Page MenuHomeSoftware Heritage

bitbucket lister does not work
Closed, ResolvedPublic

Description

It has been discussed on irc to deploy it if it works or open a task as fallback (as per my proposition ;).
From current swh-lister (tag ~0.0.27 or so), the current bitbucket lister fails to execute properly.

  1. Expected behavior
  2. listing properly
  3. no error in logs
  4. new cache entries in lister's bitbucket_repo table
  5. new scheduling tasks (load-hg, load-git) in scheduler db

What really happens

After task scheduling for that lister, the task fails as show below.

Details

Scheduling the task within the docker-env:

SCHEDULER_API_URL=http://localhost:5008/; swh scheduler --url $SCHEDULER_API_URL task add list-bitbucket-full --policy recurring api_baseurl='https://api.bitbucket.org/2.0'
Created 1 tasks

Task 2276
  Next run: just now (2019-06-18 12:46:34+00:00)
  Interval: 90 days, 0:00:00
  Type: list-bitbucket-full
  Policy: recurring
  Args:
  Keyword args:
    api_baseurl: 'https://api.bitbucket.org/2.0'

Letting it run:

swh-lister_1                  | [2019-06-18 12:46:36,547: ERROR/ForkPoolWorker-1] Task swh.lister.bitbucket.tasks.FullBitBucketRelister[32a85cb7-eb3b-41b8-b663-dce60e4fbaba] raised unexpected: ValueError("Can't partition an empty range")
swh-lister_1                  | Traceback (most recent call last):
swh-lister_1                  |   File "/srv/softwareheritage/venv/lib/python3.7/site-packages/celery/app/trace.py", line 385, in trace_task
swh-lister_1                  |     R = retval = fun(*args, **kwargs)
swh-lister_1                  |   File "/srv/softwareheritage/venv/lib/python3.7/site-packages/swh/scheduler/task.py", line 45, in __call__
swh-lister_1                  |     return super().__call__(*args, **kwargs)
swh-lister_1                  |   File "/srv/softwareheritage/venv/lib/python3.7/site-packages/celery/app/trace.py", line 648, in __protected_call__
swh-lister_1                  |     return self.run(*args, **kwargs)
swh-lister_1                  |   File "/srv/softwareheritage/venv/lib/python3.7/site-packages/swh/lister/bitbucket/tasks.py", line 34, in full_bitbucket_relister
swh-lister_1                  |     ranges = lister.db_partition_indices(split or GROUP_SPLIT)
swh-lister_1                  |   File "/srv/softwareheritage/venv/lib/python3.7/site-packages/swh/lister/core/indexing_lister.py", line 116, in db_partition_indices
swh-lister_1                  |     raise ValueError("Can't partition an empty range")
swh-lister_1                  | ValueError: Can't partition an empty range

Don't know the reason (could be an api change?), the task's goal is to analyze and fix.

Event Timeline

ardumont triaged this task as Normal priority.Jun 18 2019, 2:58 PM
ardumont created this task.

Heads up, a priori, there is a bootstrap step missing.
@olasd told me it's possible we need to start an incremental one first (thanks).

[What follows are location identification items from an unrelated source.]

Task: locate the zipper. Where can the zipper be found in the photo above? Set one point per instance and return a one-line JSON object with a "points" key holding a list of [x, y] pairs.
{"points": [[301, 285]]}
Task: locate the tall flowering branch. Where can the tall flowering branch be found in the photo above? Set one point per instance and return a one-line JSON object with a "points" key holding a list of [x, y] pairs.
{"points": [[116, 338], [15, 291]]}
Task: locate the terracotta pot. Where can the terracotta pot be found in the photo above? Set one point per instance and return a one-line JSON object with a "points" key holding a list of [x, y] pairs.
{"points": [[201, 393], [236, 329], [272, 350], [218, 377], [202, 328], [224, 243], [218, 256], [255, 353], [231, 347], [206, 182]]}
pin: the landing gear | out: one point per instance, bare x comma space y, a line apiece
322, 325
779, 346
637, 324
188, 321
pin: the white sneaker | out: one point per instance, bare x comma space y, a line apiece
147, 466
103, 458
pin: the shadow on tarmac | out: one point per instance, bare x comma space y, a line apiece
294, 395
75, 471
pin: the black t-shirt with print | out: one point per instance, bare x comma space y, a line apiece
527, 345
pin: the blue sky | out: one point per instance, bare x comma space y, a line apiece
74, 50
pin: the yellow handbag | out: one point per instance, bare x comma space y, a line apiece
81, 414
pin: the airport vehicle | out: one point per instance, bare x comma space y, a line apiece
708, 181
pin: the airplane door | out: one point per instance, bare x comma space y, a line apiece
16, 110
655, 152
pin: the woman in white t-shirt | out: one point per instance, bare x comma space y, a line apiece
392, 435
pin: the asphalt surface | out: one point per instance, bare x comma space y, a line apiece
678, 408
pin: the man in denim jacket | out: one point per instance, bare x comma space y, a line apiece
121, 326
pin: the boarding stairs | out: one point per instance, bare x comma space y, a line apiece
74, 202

Indeed, it does more things but stop real soon (only 213 origins are found, the main bitbucket instance is quite larger than that).

There are some more analysis to do.

@douardda As discussed orally, as i was unsure it ran at the time, I checked and yes.
We have data in the swh-lister db (~214 entries listed in table bitbucket_repo).
It ran around 2017-06-28 13:13:30.077108 (most probably prior to the scheduler existence).

So i believe the full lister implementation never worked (looks like a copy/paste from github lister's, db_partition_indice implem. cannot work here).
The incremental one is mostly ok though (as already mentioned, it's not complete).

But somehow, it's stopped because the supposed next link returned by api call is not found after a certain iteration.

Tryout within docker gives the following log output:

...06-20 17:45:27,466: INFO/ForkPoolWorker-1] stopping after index 2008-09-07T21:41:16.564922+00:00, no next link found

Nevertheless, executing that query manually though (through a top-level), i do have a data output with a 'next' link...
I'm wondering if it's not a bitbucket api limitation on their side. A kind of rate limit implementation.

In [64]: url4='https://api.bitbucket.org/2.0/repositories?after=2008-09-07T21:41:16.564922+00:00'

In [65]: d4 = requests.get(url4)

In [66]: d4
Out[66]: <Response [200]>

In [67]: data = d4.json()

In [68]: data.keys()
Out[68]: dict_keys(['pagelen', 'values', 'next'])

In [69]: data['next']
Out[69]: 'https://api.bitbucket.org/2.0/repositories?after=2008-09-07T21%3A41%3A16.564922%2B00%3A00'

So i believe the full lister implementation never worked (looks like a copy/paste from github lister's, db_partition_indice implem. cannot work here).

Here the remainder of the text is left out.